新型コロナウイルスの猛威で三菱重工業の針路が見えにくくなった。長崎造船所(長崎市)で修繕後に停泊中だったイタリア籍クルーズ船で乗組員が集団感染した。世界の客船市場は当面冷え込みが続きそうで、修繕事業の先行きは暗転する。旅客機の需要も大幅に減り、開発中のジェット旅客機「スペースジェット(旧MRJ)」の事業化スケジュールも遅れる可能性がある。三菱重工は経営を安定させるためにリスク資産を減らす計画のまっただ中にある。「大しけ」を耐え、さらにコロナ後を見すえた事業戦略を描けるだろうか。

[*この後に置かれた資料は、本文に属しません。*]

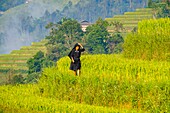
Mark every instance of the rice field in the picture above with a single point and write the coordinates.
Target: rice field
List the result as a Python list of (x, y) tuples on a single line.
[(130, 19)]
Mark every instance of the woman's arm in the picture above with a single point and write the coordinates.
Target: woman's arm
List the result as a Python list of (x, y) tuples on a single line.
[(72, 59), (82, 48)]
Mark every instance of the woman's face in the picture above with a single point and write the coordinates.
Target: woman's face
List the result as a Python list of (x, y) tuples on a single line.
[(77, 48)]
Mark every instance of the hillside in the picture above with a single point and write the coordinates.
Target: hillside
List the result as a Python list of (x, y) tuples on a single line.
[(21, 25), (15, 63), (113, 83), (130, 19), (136, 81)]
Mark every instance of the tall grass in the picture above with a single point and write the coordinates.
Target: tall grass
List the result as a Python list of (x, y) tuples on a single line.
[(112, 81), (152, 41)]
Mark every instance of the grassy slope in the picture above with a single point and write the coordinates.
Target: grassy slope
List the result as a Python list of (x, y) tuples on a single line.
[(100, 73), (30, 10), (16, 60), (131, 19)]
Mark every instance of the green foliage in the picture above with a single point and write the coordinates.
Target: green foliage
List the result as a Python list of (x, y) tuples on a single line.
[(111, 84), (63, 36), (150, 42), (35, 64), (160, 8), (17, 79), (96, 36), (7, 4), (110, 81), (115, 43)]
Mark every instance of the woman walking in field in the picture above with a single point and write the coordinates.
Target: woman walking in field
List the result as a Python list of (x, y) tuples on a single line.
[(75, 55)]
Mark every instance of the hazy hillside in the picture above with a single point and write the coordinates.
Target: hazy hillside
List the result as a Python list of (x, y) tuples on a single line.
[(18, 26), (7, 4), (25, 23)]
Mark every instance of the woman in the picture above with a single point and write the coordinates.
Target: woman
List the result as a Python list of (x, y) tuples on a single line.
[(75, 55)]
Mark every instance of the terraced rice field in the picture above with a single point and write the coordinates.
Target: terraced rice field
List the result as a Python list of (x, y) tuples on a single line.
[(130, 19), (16, 61)]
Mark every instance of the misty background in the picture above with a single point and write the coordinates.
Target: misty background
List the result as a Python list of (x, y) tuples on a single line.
[(25, 23)]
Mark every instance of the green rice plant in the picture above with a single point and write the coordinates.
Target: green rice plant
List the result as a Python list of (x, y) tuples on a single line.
[(149, 42), (26, 97), (111, 81)]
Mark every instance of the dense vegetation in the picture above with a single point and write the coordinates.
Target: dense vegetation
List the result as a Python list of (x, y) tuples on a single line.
[(151, 41), (7, 4), (66, 33), (108, 83), (29, 20), (111, 82)]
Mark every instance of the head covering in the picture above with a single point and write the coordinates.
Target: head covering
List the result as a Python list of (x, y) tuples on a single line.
[(74, 48)]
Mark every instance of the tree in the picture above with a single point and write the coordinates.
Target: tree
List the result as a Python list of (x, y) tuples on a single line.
[(96, 36), (115, 43), (118, 26), (63, 35)]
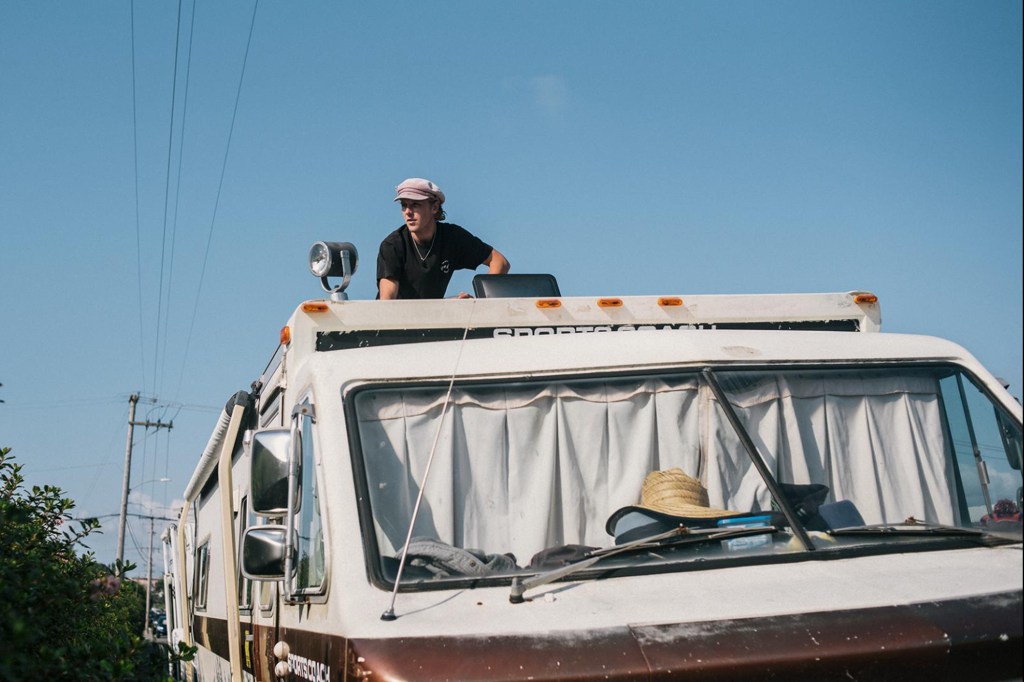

三菱重工の長崎造船所香焼工場に停泊していたクルーズ船「コスタアトランチカ」で148人の新型コロナ集団感染が発生した。長崎県が船側に乗下船の自粛を求めた後も乗組員が船を乗り降りしていたと分かり、一時は市中への感染の広がりが懸念された。長崎は三菱重工の企業城下町で信頼が厚いだけに、地元住民の動揺も大きかった。社内でも「当社の岸壁を使って乗組員も工場の門を出入りしていた以上、無関係とは言えない」(三菱重工幹部)との声があり、水際対策の難しさが浮き彫りとなった。